Jessica: Consumers want designers and brands to be considerate of them in product and in marketing; one of the greatest lessons we'll take from this time is that REPRESENTATION MATTERS! It disappoints me to still see major marketing campaigns very targeted in their approach, casting non-diverse models and promoting their product in a silo. I also think this is interesting in the luxury market; subliminally that suggests that luxury is for few, and it discriminates so many from that aspiration to be aligned with a brand. However, that will ultimately cost them; when consumers feel that the brand is authentically aligned with their core values, it creates a sort of community; one that they will want to support by continuing to shop with those brands. In this industry, we are trying to sell goods; why shouldn't we create a space and a dialogue with those that are building us up and helping us grow? This two-way alignment only benefits everyone on both sides.
Jessica: In years past, personalization trends have often meant adding an initial or decoration to an item to make it "yours." These trends were very strong in the market for years leading up to the pandemic.
As seen in the photo, Jessica is wearing Mini and Medium Yellow Solid Gold Love Sign™ Pendant Necklaces.
Alexis: How do you see this year’s Valentine’s Day being different?
Jessica: This year, I think we'll continue to see this tidal wave continue to wanting to express the love and the relief of having a bit more opportunity to reconnect with those we've missed so much in the past couple of years; again, sharing that symbolism through gifting a pendant or personal amulet of love feels incredibly timely and important. What might feel really different too, is that this demand from consumers for better representation and inclusion might give love a "new face." Perhaps we're finally able to move past the generic, heteronormative imagery that is typically associated with Valentine's Day marketing and celebrate this holiday as a declaration for all those that we love, whether romantic, familial, or as a community.
Alexis: How can people tell their own stories in fashion?
Jessica: The choices you make in the brands you buy and support are the basis of the story you tell with your fashion. I love to see the success of small businesses with powerful products and messaging; it means they are resonating with their consumers, their self-built community, because of this shared story.
In styling, you can tell your story in so many ways but I believe that nothing is more personal than a beautiful jewelry curation. Layering heirloom family pieces, modern charms with personal significance, mixing and matching self-purchases with thoughtful gifts; all together it tells a story of who you are, where you've come from, and where you want to go.

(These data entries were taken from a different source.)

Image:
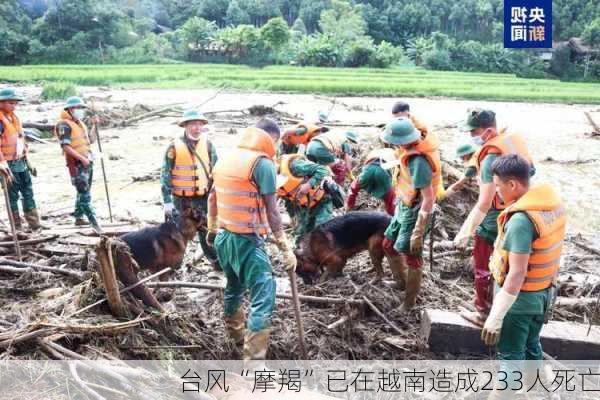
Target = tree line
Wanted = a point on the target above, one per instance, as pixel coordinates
(464, 35)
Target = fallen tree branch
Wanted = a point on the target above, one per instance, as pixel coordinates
(382, 316)
(304, 298)
(124, 290)
(61, 271)
(29, 241)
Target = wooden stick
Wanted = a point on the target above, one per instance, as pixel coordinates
(30, 241)
(124, 290)
(109, 278)
(304, 298)
(298, 315)
(383, 317)
(66, 272)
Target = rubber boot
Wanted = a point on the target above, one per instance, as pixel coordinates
(398, 267)
(413, 285)
(95, 225)
(33, 219)
(256, 344)
(236, 325)
(80, 221)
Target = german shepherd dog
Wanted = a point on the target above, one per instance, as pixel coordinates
(158, 247)
(323, 252)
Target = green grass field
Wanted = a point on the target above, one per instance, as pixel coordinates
(413, 82)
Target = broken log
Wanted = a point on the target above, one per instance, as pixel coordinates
(448, 332)
(383, 317)
(124, 290)
(61, 271)
(304, 298)
(29, 241)
(109, 277)
(39, 125)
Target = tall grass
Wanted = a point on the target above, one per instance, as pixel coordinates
(404, 81)
(58, 91)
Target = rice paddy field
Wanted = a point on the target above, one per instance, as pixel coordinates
(401, 81)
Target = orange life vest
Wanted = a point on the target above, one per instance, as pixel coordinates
(311, 131)
(381, 155)
(240, 207)
(333, 141)
(290, 188)
(191, 177)
(547, 212)
(13, 132)
(427, 148)
(80, 141)
(421, 127)
(504, 143)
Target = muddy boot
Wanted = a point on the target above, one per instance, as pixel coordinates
(236, 325)
(33, 219)
(95, 225)
(18, 221)
(256, 344)
(413, 284)
(398, 267)
(80, 221)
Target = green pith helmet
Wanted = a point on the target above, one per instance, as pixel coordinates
(352, 136)
(9, 94)
(478, 118)
(323, 116)
(465, 149)
(192, 115)
(400, 132)
(74, 101)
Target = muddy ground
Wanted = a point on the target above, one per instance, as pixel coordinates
(566, 155)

Jessica: Here's my biggest trends for spring 2022, a season that I am calling out as one of optimism and joy. More than ever, vibrant and bold colors are going to make us stand out and have presence in our dressing. Palettes have been more quiet and neutral and safe feeling; as we slowly move about the world again, expressing this cautious return feels better in rainbow brights. Expect to see bold pops in everything, even in fine jewelry, mixing elements of color into our charm stacks and chains.

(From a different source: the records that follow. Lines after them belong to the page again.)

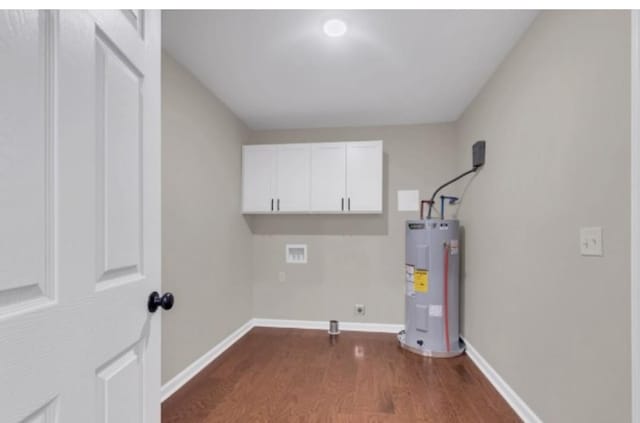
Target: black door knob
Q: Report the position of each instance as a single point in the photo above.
(155, 301)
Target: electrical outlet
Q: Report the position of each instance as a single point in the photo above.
(591, 241)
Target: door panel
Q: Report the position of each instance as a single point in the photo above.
(26, 152)
(258, 178)
(120, 385)
(364, 176)
(328, 177)
(80, 227)
(118, 119)
(293, 175)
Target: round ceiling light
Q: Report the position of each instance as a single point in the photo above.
(335, 28)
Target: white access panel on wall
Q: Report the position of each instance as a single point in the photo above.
(364, 176)
(80, 227)
(259, 178)
(293, 178)
(328, 177)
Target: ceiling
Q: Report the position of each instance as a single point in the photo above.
(277, 68)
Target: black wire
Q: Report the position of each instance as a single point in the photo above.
(433, 197)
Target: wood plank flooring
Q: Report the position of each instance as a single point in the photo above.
(293, 375)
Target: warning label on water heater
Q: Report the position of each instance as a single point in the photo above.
(421, 280)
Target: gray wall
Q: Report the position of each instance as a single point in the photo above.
(206, 243)
(352, 259)
(555, 115)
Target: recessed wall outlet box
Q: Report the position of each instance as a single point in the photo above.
(408, 200)
(296, 253)
(591, 241)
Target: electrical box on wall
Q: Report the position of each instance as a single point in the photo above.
(296, 253)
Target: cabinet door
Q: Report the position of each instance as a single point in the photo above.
(328, 177)
(293, 178)
(258, 178)
(364, 176)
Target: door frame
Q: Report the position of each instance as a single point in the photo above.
(635, 216)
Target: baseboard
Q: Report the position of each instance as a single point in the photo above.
(509, 395)
(324, 325)
(196, 367)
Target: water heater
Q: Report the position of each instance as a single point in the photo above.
(432, 276)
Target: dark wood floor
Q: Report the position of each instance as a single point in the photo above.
(292, 375)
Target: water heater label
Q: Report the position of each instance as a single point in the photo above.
(454, 247)
(409, 273)
(421, 280)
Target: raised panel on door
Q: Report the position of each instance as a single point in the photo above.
(328, 177)
(80, 164)
(258, 178)
(26, 160)
(119, 143)
(293, 178)
(364, 176)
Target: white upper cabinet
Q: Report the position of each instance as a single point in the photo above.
(333, 177)
(328, 177)
(293, 178)
(364, 176)
(259, 178)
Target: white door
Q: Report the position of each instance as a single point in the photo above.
(328, 177)
(364, 176)
(293, 176)
(79, 216)
(259, 178)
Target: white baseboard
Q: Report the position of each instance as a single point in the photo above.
(317, 324)
(196, 367)
(509, 395)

Sparkle is also a major styling element. With the desire to dress boldly and be seen. More is more; add a stone chain into your normal metal necklace layering to make it feel like a new season. If stones aren't your thing, pearls are still major, and popping in a string or charm makes for an opulent styling addition.
Last - tying together so much of what we've talked about here - adding personal elements to your jewelry stack opens up your world to those around you, both strangers and friends. Fashion storytelling through careful curation is real, and starts a conversation about the pieces you've chosen, and how you are styling it. Seeing how impactful your message can be through statement jewelry is an unexpected but amazing way to share yourself with the world; what an incredible way to grow your own community and share your story.